It's taken me a few days to process Charleston, in part because I was still processing Coral Ridge Mall. And during the three days since Wednesday's mass murder, a goal and rallying point has emerged.
Somehow, the issue that has come out of a white supremacist targeting a historic, politically active black church and murdering nine people has become a Confederate flag debate.
In part this is because of the scene of the murder,South Carolina, where the Confederate flag, and its display on state grounds, has been at the middle of public debate for a few decades. Fewer decades than you would think, because as the symbols of segregation were less important while actual, old school, colored fountain legal segregation was the law of the land in South Carolina.
Symbolism is powerful. Symbolism is important. Symbolism matters. It should be a no brainer to remove the Confederate flag from its remaining places of official display. Tear it down and light it on fire with a bottle of Jack Daniel's. And defining it and stigmatizing it s a racist symbol will be a step forward in defining and stigmatizing racism. Maybe down the road a couple decades, combines with a lot of other steps, it'll keep some other child from growing into this kind of a monster.

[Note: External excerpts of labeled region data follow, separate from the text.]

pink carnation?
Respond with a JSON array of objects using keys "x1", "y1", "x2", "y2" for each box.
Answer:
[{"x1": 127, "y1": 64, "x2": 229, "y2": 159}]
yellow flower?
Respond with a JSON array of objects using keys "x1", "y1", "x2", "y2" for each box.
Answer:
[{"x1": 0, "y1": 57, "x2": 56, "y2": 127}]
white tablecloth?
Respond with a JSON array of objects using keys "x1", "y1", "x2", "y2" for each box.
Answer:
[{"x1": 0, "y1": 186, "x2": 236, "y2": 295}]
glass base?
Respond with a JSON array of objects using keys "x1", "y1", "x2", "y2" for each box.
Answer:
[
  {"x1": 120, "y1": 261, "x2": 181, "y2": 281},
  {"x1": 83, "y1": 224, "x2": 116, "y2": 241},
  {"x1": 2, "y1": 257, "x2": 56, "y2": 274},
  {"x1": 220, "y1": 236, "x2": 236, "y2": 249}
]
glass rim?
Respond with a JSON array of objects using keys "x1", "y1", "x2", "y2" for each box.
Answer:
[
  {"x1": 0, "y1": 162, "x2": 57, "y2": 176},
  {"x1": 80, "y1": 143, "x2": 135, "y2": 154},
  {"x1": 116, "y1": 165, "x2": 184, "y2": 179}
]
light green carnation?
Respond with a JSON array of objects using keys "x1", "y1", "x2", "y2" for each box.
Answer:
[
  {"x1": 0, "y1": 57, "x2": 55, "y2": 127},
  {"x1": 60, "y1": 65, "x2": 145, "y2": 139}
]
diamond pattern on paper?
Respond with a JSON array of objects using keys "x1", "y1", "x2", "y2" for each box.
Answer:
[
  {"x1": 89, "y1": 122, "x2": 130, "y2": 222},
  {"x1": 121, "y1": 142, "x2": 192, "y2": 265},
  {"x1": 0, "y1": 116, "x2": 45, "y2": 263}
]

But it won't eliminate racism, either the casually accepted type or the violent Stormfront variety displayed by the murderer. Hauling the Confederate flag down from the South Carolina state capitol would be a good thing, a great thing in fact. But it would not have saved those nine lives.

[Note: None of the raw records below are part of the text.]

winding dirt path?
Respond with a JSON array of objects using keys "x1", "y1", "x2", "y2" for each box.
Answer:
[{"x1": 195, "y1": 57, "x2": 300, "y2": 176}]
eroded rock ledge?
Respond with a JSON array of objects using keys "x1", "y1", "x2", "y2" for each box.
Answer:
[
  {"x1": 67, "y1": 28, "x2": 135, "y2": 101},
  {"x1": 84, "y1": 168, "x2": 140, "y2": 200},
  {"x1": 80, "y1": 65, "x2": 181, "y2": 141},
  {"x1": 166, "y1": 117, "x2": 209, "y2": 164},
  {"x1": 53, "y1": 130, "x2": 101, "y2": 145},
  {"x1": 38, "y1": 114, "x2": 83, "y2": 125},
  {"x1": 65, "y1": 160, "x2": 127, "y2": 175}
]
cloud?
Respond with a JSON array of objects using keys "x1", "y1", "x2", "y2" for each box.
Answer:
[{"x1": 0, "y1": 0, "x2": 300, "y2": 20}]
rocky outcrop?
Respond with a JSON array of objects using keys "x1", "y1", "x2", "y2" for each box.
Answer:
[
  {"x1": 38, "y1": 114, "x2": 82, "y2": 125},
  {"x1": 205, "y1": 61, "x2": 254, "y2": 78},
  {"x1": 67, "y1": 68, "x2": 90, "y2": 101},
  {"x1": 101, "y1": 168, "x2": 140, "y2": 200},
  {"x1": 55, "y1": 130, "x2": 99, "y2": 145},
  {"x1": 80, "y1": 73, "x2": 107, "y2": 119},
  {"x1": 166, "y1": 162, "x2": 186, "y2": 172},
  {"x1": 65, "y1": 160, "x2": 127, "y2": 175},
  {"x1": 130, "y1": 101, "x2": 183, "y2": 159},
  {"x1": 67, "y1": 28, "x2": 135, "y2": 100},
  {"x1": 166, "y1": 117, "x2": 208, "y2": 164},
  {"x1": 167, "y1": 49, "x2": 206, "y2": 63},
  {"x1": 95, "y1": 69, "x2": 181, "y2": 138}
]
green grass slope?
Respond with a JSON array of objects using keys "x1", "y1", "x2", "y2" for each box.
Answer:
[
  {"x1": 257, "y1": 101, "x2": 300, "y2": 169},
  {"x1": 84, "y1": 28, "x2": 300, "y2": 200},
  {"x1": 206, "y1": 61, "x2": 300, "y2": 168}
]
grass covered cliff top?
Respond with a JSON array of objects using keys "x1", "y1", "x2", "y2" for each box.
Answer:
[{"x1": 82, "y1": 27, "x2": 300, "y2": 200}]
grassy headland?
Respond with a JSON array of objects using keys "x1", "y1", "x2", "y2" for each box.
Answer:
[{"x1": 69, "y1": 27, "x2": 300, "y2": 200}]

Sensible gun control laws might have.
The post-Charleston discussion has turned to the flag in part because the killer chose flags for their symbolic power. But I can't help but feel like part of the reason the flag fight has become a symbol of victory here is because people feel a desperate need to do something, but have given up on trying to take on the gun issue.
There's an acceptance of the unacceptable. Yes, we know that every couple months in America some angry white boy will shoot up a place and kill a bunch of people, but that's just how it is and we'll never be able to change it. No, easier to take on a symbolic fight rather than a substantive fight.
After last week's shooting in my community, I broke the taboo and said in public for the first time what I've believed for years. It's time to repeal the Second Amendment and eliminate the archaic notion and Constitutional misinterpretation that owning a weapon is an absolute right. No other country on the planet has anything like the Second Amendment and our gun culture, and no other country on the planet has anything like our mass murder rate.
And then we need to enact strict gun control laws like the rest of the world had. Maybe in order to stop these shootings, it really does need to be harder to get a deer rifle. Maybe that's the only way we can do it. One thing's for sure, we've never actually tried.
Maybe we'll never eliminate monstrous hate like what we saw Wednesday. Maybe it will take more generations that I will see, and maybe we need to take some symbolic steps along the way. But in the meantime, we need to do our best to limit the means of destruction.